Fully Async Training Pipeline
Overview
The Fully Async training pipeline is a high-throughput RLHF/RL training mode designed to maximize GPU utilization. Unlike the Colocate (synchronous) mode, Fully Async deploys training (Actor), inference (Rollout), forward computation (ActorFwd / Reference), and advantage calculation (Advantages) on separate GPU clusters. Services exchange data through TransferQueue and synchronize weights asynchronously via the Distributed Checkpoint Service (DCS).
Design Comparison
| Dimension | Colocate (Synchronous) | Fully Async |
|---|---|---|
| GPU Sharing | Actor and Rollout share the same GPUs | Actor, Rollout, ActorFwd/Reference each have dedicated GPUs |
| Execution Model | Serial: Rollout completes → switch to Train → weight update | Fully parallel: Rollout, Train, forward computation run simultaneously |
| Weight Sync | In-process tensor copy (colocated) | Cross-node NCCL broadcast via DCS (Checkpoint Engine) |
| Data Flow | Also via TransferQueue, but synchronous: Rollout writes the full batch before Actor reads | Via TransferQueue + StreamingDataLoader with async streaming (production and consumption overlap) |
| Staleness | max_staleness=0 (strict On-Policy) | Configurable max_staleness (allows some Off-Policy) |
| Roles | actor, critic, rollout | actor, critic, rollout, advantages, reference, actor_fwd |
TIP
Both modes use TransferQueue as the data transport layer. In Colocate mode, Rollout and Actor time-share the same GPUs — Rollout writes a full batch to TransferQueue, then yields GPUs for Actor to train.
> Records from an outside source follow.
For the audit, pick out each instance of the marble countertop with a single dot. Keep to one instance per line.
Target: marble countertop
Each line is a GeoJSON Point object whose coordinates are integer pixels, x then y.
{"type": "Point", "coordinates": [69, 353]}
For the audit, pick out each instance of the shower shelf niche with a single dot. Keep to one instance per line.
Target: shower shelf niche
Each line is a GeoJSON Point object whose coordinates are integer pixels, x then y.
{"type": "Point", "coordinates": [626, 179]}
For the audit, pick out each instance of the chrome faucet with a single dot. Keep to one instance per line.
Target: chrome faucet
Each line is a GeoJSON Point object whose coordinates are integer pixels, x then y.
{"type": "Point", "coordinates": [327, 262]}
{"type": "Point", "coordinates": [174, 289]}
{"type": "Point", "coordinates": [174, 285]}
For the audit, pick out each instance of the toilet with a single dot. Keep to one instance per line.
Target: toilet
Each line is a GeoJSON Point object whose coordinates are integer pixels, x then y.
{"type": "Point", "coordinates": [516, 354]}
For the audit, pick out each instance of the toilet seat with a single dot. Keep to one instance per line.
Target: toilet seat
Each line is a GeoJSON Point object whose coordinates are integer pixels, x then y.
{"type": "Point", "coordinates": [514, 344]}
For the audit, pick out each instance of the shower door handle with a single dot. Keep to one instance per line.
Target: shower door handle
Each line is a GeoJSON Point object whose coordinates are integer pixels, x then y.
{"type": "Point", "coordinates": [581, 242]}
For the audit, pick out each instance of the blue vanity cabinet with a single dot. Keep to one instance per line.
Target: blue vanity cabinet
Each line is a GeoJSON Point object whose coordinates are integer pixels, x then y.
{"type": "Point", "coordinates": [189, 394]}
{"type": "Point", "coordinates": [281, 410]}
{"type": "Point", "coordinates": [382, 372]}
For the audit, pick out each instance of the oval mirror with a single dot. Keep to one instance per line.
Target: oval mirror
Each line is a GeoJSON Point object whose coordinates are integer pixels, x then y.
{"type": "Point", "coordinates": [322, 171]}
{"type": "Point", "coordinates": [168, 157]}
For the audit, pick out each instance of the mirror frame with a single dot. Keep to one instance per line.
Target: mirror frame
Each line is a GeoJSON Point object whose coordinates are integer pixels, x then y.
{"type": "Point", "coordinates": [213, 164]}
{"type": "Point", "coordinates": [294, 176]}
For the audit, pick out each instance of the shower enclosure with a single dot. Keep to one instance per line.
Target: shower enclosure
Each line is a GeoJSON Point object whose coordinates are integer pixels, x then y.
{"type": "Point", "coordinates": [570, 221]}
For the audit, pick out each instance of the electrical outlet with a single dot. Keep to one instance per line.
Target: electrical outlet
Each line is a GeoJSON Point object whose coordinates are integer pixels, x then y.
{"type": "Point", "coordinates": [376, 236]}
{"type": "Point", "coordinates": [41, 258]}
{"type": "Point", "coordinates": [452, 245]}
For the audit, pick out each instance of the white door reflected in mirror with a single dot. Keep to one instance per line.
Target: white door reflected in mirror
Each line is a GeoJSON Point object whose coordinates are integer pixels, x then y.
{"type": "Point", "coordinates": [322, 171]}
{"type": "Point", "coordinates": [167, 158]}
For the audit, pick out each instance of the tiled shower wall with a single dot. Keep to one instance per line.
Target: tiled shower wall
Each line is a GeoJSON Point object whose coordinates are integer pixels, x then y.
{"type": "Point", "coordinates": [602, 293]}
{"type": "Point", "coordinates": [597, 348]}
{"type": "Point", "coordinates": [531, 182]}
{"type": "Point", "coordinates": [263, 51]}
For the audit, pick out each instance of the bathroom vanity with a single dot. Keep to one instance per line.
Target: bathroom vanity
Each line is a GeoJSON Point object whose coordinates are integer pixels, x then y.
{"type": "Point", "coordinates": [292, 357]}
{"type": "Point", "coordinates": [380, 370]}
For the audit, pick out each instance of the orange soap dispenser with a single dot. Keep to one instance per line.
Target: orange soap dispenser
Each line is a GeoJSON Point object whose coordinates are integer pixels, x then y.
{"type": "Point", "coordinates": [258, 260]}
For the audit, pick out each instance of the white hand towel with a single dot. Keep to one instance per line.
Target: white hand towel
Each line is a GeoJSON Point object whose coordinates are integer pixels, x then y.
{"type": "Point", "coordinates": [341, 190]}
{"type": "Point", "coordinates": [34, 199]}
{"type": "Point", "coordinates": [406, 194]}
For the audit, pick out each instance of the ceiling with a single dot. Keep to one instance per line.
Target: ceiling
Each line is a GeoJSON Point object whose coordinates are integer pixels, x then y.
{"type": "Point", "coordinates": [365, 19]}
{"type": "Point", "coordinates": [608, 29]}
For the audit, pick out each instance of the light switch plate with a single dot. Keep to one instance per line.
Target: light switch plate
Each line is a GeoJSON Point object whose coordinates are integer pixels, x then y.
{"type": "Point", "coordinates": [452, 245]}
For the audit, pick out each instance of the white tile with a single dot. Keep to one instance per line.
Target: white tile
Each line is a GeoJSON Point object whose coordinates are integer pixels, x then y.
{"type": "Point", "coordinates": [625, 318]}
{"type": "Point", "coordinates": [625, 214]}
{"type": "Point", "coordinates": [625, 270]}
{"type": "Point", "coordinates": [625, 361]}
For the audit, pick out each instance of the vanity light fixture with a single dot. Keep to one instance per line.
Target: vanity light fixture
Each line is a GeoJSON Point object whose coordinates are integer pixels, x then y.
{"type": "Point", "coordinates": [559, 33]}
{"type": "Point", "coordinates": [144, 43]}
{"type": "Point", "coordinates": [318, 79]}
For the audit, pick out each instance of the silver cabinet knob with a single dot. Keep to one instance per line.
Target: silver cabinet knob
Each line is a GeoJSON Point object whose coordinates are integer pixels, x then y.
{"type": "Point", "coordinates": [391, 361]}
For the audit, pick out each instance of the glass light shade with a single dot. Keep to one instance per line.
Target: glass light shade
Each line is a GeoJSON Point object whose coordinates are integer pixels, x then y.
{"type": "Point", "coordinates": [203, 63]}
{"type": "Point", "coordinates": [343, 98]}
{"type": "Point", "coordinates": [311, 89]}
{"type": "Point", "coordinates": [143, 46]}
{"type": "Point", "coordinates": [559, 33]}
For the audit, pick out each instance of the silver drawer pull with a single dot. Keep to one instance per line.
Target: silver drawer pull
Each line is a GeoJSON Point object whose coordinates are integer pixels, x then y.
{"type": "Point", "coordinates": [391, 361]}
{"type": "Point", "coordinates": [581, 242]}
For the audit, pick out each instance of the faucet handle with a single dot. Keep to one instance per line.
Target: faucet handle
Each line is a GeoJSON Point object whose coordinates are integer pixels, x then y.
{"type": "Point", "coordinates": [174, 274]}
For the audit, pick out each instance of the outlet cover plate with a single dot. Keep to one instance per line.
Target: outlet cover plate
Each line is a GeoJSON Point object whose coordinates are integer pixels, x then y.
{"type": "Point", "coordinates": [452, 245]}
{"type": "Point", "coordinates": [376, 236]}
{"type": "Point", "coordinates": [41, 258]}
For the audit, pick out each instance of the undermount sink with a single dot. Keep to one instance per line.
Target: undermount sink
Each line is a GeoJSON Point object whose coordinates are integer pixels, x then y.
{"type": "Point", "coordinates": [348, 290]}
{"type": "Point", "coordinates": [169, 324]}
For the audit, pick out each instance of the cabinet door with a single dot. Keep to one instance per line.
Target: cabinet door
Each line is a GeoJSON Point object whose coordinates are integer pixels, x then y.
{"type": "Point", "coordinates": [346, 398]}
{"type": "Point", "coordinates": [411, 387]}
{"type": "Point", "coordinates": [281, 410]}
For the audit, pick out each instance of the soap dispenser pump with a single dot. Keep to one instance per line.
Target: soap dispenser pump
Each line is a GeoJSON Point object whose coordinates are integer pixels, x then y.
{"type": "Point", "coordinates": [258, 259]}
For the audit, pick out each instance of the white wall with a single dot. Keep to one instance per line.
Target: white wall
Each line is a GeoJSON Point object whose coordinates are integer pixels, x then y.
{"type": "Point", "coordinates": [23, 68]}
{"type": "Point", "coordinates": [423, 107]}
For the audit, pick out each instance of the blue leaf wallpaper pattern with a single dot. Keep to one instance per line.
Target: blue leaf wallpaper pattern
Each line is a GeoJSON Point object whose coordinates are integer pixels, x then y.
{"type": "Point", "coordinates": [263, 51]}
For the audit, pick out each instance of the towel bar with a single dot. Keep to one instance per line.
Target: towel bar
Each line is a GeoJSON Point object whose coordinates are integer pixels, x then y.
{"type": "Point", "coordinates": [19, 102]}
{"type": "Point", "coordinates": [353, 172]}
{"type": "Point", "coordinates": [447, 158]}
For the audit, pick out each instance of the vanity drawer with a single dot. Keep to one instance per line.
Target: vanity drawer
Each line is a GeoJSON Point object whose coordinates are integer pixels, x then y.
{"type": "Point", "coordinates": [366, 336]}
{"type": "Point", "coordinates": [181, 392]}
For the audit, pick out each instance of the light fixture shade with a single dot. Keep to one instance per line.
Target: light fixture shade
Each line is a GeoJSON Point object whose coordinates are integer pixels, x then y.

In Fully Async mode, services run on independent GPUs in parallel, enabling concurrent data production and consumption.
Key Advantages
- Eliminate GPU idle time — Rollout and Training run simultaneously; Rollout engines continue generating data during training
- Flexible resource allocation — Training and inference can use different numbers of GPUs, adapting to heterogeneous hardware
- Controllable On/Off-Policy degree — The
max_stalenessparameter precisely controls data freshness - Pipelined weight updates — DCS enables weight distribution to overlap with training computation
Architecture
System Diagram
┌───────────────────────────────────────────────────────────────────────────┐
│ Controller (Orchestrator) │
│ relax/core/controller.py │
│ │
│ ┌──────────┐ ┌──────────┐ ┌──────────┐ ┌────────────┐ ┌─────────┐ │
│ │ Rollout │ │ Actor │ │ ActorFwd │ │ Reference │ │ Adv │ │
│ │ Service │ │ Service │ │ Service │ │ Service │ │ Service │ │
│ └──┬───────┘ └──┬───────┘ └──┬───────┘ └──┬─────────┘ └──┬──────┘ │
└───────┼─────────────┼─────────────┼─────────────┼────────────────┼────────┘
│ │ │ │ │
▼ ▼ ▼ ▼ ▼
┌───────────────────────────────────────────────────────────────────────────┐
│ TransferQueue (Data Plane) │
│ │
│ ┌────────────────┐ ┌──────────────────────────────────┐ │
│ │ TQ Controller │◄──────┤ SimpleStorageUnit × N │ │
│ │ (Metadata Mgr) │ │ (Partitioned Data Storage) │ │
│ └────────────────┘ └──────────────────────────────────┘ │
│ ▲ │
│ │ │
│ ┌───────────────────┼────────────────────┐ │
│ │ StreamingDataset / StreamingDataLoader │ │
│ │ (relax/utils/data/stream_dataloader.py)│ │
│ └────────────────────────────────────────┘ │
└───────────────────────────────────────────────────────────────────────────┘
│ │ │ │
▼ ▼ ▼ ▼
┌───────────────────────────────────────────────────────────────────────────┐
│ Distributed Checkpoint Service (DCS) │
│ │
│ ┌──────────────┐ ┌──────────────────────────────────┐ │
│ │ Coordinator │◄───┤ CheckpointEngineClient × N │ │
│ │ (HTTP REST) │ │ (Per-rank weight send/recv) │ │
│ └──────────────┘ └──────────────────────────────────┘ │
│ │
│ ┌───────────────────────────────────────────────┐ │
│ │ DeviceDirectBackend (NCCL/GLOO) │ │
│ │ - Actor → Rollout: weight broadcast to SGLang│ │
│ │ - Actor → ActorFwd/Ref: PP-aware broadcast │ │
│ └───────────────────────────────────────────────┘ │
└───────────────────────────────────────────────────────────────────────────┘Service Roles
In Fully Async mode, the system deploys 6 roles (defined by the ROLES StrEnum in relax/core/registry.py):
class ROLES(StrEnum):
actor: str = "actor" # Policy model training
critic: str = "critic" # Value model training (optional)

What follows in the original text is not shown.